Lots of amicus briefs have been filed for and against former President Trump’s claims of immunity from prosecution for his actions on January 6 in Trump v. United States. Among the more interesting briefs filed on behalf of respondents is an amicus brief for Stephen McAllister and Scott Paul (with Erik Jaffe and James Heilpern on brief as counsel) argues that existing precedents on presidential immunity lack a textual basis and that, if the Supreme Court’s majority is to be as textualist as it purports to be, it should not extend or build upon this non-textual precedent.
Here is the brief’s summary:
Amici agree with Respondent and the panel below regarding the question presented that Presidents, like all other citizens, are not immune from the consequences of violating federal criminal law. Amici take no position here on any potential legal questions antecedent or subsequent to the question presented. And they take no position on whether the facts and the law will ultimately result in conviction, acquittal, or dismissal on other grounds.
Amici write separately to emphasize how Petitioner’s claims of immunity lack any basis in the Constitution’s text. Indeed, Petitioner’s claims flout this Court’s repeated and recently enhanced emphasis on looking to the original meaning of such text, as interpreted by history and tradition, rather than relying on penumbras, emanations, reading between the lines, historical practices not incorporated into the text, or, ultimately, the policy preferences and balancing of judges imposed upon such Rorschach-like non-textual approaches.
It has been the decades-long project of conservative jurisprudence to get away from such subjective and malleable approaches to constitutional and statutory interpretation, and this case is not the place to backslide on such jurisprudential principles. Alleged violations of federal criminal law are not discretionary choices left to the President by the Constitution or statute. Even Presidents must be legally accountable for violations of the laws they are sworn to faithfully execute.
The Constitution itself provides no textual basis for Presidential immunity from federal criminal laws. When Petitioner cites actual constitutional provisions, he either invokes the strained implications— penumbras and emanations, perhaps—of clauses that say nothing about immunity, or gets things exactly backwards. When it comes to text, reading is fundamental.

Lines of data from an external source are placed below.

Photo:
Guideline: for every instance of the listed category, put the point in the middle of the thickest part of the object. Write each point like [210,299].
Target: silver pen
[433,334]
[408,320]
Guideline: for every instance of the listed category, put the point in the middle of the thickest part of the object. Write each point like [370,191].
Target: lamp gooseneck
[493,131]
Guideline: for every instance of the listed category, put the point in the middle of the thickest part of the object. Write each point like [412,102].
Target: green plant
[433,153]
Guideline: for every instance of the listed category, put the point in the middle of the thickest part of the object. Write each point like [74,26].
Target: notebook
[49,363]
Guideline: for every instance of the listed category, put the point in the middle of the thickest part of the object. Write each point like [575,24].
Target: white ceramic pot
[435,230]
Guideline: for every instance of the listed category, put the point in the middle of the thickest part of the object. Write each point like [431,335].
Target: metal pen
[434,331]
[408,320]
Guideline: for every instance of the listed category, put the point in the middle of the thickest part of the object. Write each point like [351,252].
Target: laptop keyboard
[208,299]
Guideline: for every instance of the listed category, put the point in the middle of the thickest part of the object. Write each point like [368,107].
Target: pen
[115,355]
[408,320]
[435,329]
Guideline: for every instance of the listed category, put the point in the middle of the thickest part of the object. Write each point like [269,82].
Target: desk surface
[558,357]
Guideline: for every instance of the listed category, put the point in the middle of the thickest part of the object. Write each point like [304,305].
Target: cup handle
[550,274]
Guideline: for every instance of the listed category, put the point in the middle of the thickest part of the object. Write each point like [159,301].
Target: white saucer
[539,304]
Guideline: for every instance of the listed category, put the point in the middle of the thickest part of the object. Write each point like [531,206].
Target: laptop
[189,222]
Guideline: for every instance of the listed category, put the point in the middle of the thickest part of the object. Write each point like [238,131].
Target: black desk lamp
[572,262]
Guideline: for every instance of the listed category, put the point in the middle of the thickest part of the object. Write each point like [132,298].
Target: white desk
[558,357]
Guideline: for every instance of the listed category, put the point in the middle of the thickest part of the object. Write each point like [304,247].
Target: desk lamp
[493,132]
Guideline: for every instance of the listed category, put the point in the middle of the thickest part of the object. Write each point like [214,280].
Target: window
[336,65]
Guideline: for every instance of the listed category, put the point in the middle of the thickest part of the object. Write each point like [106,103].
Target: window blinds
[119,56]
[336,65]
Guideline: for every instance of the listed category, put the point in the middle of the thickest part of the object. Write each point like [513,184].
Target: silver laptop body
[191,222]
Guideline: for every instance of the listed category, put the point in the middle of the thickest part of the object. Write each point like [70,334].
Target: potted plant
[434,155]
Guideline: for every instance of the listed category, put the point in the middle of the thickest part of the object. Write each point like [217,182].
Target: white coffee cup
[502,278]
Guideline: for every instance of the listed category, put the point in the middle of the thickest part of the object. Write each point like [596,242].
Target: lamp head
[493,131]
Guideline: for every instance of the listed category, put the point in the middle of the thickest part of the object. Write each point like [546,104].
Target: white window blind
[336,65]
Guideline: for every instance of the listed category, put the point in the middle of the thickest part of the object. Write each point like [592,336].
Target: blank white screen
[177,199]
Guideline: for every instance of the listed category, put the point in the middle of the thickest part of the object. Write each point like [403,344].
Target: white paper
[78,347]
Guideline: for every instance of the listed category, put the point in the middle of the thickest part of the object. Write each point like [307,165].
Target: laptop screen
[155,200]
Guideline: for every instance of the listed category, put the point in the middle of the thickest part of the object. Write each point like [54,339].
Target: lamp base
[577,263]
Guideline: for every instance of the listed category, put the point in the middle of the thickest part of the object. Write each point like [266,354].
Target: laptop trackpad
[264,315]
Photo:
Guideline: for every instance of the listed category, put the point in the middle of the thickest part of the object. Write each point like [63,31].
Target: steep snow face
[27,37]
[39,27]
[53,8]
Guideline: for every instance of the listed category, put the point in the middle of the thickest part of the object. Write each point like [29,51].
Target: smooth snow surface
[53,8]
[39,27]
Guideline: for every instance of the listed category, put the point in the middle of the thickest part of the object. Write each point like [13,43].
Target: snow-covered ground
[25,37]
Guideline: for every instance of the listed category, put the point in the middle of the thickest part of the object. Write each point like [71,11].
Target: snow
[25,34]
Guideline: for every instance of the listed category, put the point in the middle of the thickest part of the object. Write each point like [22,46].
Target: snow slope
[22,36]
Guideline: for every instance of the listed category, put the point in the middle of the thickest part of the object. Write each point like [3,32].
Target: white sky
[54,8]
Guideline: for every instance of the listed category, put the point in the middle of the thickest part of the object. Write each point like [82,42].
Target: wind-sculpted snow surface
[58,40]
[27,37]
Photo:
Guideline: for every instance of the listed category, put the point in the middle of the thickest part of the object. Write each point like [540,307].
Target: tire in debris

The mere vesting of executive authority says nothing about immunity when such authority is abused or exercised in violation of laws enacted pursuant to Congress’ legislative authority. Nothing in the text suggests it is left to the discretion of the President to violate federal or constitutional commands and limitations. And nothing in the text precludes the executive branch from deciding whether to lawfully prosecute previous Presidential violations of the law in the federal courts.
The Impeachment and Impeachment Judgment Clauses likewise provide no immunity to Presidents and do not establish a condition precedent for prosecution. Indeed, the Impeachment Judgment Clause supports exactly the opposite conclusion, serving as a negation of any imagined double jeopardy constraints based on conviction by the Senate. In doing so it confirms that ordinary legal accountability against Presidents is the default legal regime that is not to be displaced regardless of the outcome of impeachment and trial.
Structural concerns and other provisions of the Constitution likewise do not support presidential immunity from federal criminal law. The mere delegation of power does not imply absolute discretion in its exercise, and other so-called structural arguments amount to little more than policy arguments regarding which courts are not the proper arbiters. And, where the Constitution intended immunity for elected officials, it said so explicitly and with built-in limitations, such as in the Speech and Debate Clause, providing specific, but certainly not absolute, immunity to Senators and Representatives. The absence of a comparable provision for Presidents and other executive officers should be more than sufficient to dispose of Petitioner’s claimed immunity.
Unable to point to any immunity provision in the Constitution itself, Petitioner relies on older precedent based upon the very methodologies now viewed as illegitimate. While others will discuss the finer points of this Court’s past precedent and why it does not apply to this case, Amici here merely note that such precedent lacks any coherent textual basis and, at a minimum, should not be extended further.
Finally, this Court should resist any policy urges to invent immunities for the President and instead hold that the agent of the People charged with faithfully executing the laws is also subject to those self-same laws and will not be given a free pass out of fear for the consequences of applying the Constitution as written. If there is a problem with perceived risk to future Presidents, it is Congress, via legislation, that is best suited to strike that balance and provide any limited immunity it might deem appropriate. While there are legitimate differences of opinion regarding the proper balance between rule of law versus executive timidity, it is decidedly not the role of this Court to strike that balance.
Insofar as the Court insists on drawing lines, however, it should take a narrow view of what presidential conduct is “discretionary” and hold that even otherwise “official” conduct that violates federal criminal law is ultra vires and hence neither discretionary nor immunized from the criminal consequences of such violation. Indeed, the constitutional command that a President “take Care that the Laws be faithfully executed” provides as good a basis as any for holding, at a minimum, that intentional or reckless violations of federal criminal laws are not part of the “faithful[]” execution of the laws and not entitled to immunity. The alternative proposed by Petitioner would lead to absurd results or subjective and policy-driven judicial determinations of what conduct goes too far beyond the “outer bounds” of official action.